16.Section 2A(3) explains what is meant by an entry in the valuation roll which relates to newly built lands and heritages. This is an entry for property which includes buildings (or parts of buildings) none of which were previously included in any entry in the valuation roll or the valuation list (for council tax). Entries in respect of properties which previously existed but which did not require to be entered in the valuation roll by virtue of an enactment(4) are also excluded from the definition of newly built lands and heritages. For example, agricultural lands and heritages do not require to be entered in the valuation roll by virtue of section 7(3) of the 1956 Act. Lands and heritages converted from agricultural use to some other non-residential use may require to be entered in the valuation roll as a result of their conversion but would not count as newly built lands and heritages for the purposes of this section.

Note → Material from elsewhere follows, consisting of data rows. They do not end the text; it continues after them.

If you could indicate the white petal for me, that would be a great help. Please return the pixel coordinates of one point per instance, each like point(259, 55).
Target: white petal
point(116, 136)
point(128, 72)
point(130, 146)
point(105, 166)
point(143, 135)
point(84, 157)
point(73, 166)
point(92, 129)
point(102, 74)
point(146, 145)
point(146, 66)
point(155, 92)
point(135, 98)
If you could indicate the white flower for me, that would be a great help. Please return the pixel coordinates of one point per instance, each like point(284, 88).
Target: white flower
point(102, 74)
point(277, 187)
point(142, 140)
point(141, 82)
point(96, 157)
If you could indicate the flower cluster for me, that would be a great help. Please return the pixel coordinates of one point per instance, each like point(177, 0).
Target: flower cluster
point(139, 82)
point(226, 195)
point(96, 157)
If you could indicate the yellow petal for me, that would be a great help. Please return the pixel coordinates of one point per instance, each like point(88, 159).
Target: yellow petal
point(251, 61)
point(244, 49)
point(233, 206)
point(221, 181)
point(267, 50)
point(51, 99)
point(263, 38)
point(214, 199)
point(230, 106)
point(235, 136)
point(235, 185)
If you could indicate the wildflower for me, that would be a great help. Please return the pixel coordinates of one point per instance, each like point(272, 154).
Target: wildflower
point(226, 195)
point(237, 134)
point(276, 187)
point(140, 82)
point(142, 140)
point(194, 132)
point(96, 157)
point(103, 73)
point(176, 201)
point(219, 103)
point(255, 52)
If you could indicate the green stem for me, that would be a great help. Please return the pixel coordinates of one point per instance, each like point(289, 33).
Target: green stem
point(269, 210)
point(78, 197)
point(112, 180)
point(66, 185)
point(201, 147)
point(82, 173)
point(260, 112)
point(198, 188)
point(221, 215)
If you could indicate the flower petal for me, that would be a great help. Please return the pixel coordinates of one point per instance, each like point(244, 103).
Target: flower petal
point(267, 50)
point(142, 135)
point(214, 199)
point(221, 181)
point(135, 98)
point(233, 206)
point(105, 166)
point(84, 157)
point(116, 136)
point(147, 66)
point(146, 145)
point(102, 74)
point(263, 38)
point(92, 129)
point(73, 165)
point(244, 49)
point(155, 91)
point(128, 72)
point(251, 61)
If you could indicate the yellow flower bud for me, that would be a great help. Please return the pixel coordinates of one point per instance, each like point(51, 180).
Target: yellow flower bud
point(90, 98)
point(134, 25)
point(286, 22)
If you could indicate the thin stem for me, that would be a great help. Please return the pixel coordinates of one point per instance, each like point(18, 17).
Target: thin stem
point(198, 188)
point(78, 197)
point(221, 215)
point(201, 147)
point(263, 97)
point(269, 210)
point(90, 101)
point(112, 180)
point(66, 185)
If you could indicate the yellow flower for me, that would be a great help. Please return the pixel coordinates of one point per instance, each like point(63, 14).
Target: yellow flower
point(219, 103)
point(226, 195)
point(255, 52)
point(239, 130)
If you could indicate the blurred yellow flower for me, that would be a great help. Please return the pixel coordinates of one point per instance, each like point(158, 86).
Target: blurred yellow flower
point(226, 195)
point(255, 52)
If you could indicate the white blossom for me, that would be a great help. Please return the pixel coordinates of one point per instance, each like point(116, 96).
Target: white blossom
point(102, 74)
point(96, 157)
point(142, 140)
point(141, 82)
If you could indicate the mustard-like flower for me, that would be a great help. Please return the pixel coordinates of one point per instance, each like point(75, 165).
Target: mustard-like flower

17.This means that any buildings or parts of a building in the entry must be newly built. The entry might be a new one in the valuation roll, or it might be one which is adjusted, and which previously related to land which had no buildings on it.

18.Section 2A(4) and (5) explains what is meant by an entry in the valuation roll which relates to improved lands and heritages. This is relevant where land in the valuation roll already has buildings on it. If the rateable value of the property is increased as a result of the construction or erection of other buildings, or parts of a building, or the refurbishment or extension of the existing buildings, the entry will be altered and become an entry which relates to improved property. Subsection (5)(b) provides that this does not apply where there is an increase in the rateable value which is attributable to existing properties in the valuation roll being combined, divided or reorganised, or to a change in the way in which the property is being used.(5)

19.Subsection (6) requires an assessor to remove a mark which has been included in an entry under subsection (2) the next time the entry is adjusted.

20.Subsection (7)(a) enables the Scottish Ministers to make provision in regulations about things that are or are not to be treated as a building for the purposes of section 2A. This power could be used where there is doubt as to whether certain structures would ordinarily be considered to be buildings.

21.Subsection (7)(b) enables the Scottish Ministers to modify the definition of “relevant increase” in subsection (5), i.e. to change the description of the increases in rateable value which result in a property being considered to be improved. This power might be used to keep pace with the application of the rates relief in regulations under section 14 of the Act, as the mark for improved lands and heritages will assist local authorities in identifying properties which might be eligible for that relief.(6)

22.Subsection (8) requires the Scottish Ministers to consult such persons as they think appropriate before exercising either of the powers conferred by subsection (7).

23.Subsection (9) allows the regulations to make different provision for different purposes (for example, to make different provision about things that are to be treated as buildings in different circumstances), and to make ancillary provision. Subsection (10) makes provision about the parliamentary procedure which applies to the regulations.

4

New section 2A(11) provides that “enactment” includes an Act of the Scottish Parliament (and instruments made under such Acts) – but for this subsection, these particular types of enactment would be excluded by virtue of the definition of “enactment” in schedule 1 of the Interpretation Act 1978.

5

Although subsection (5)(b)(ii) has subsequently been repealed by the Non-Domestic Rates (Valuation Roll) (Modification) (Scotland) Regulations 2022 (S.S.I. 2022/126) – so an increase in rateable value is not excluded from being a “relevant increase” for the purposes of subsection (4) if it is partly attributable to a change in use of the lands and heritages. These regulations also amended subsection (5)(a), so that a “relevant increase” in rateable value can also arise from installations of solar cells, solar panels or certain other plant and machinery.

6

See, for example, the changes mentioned in footnote 5 above.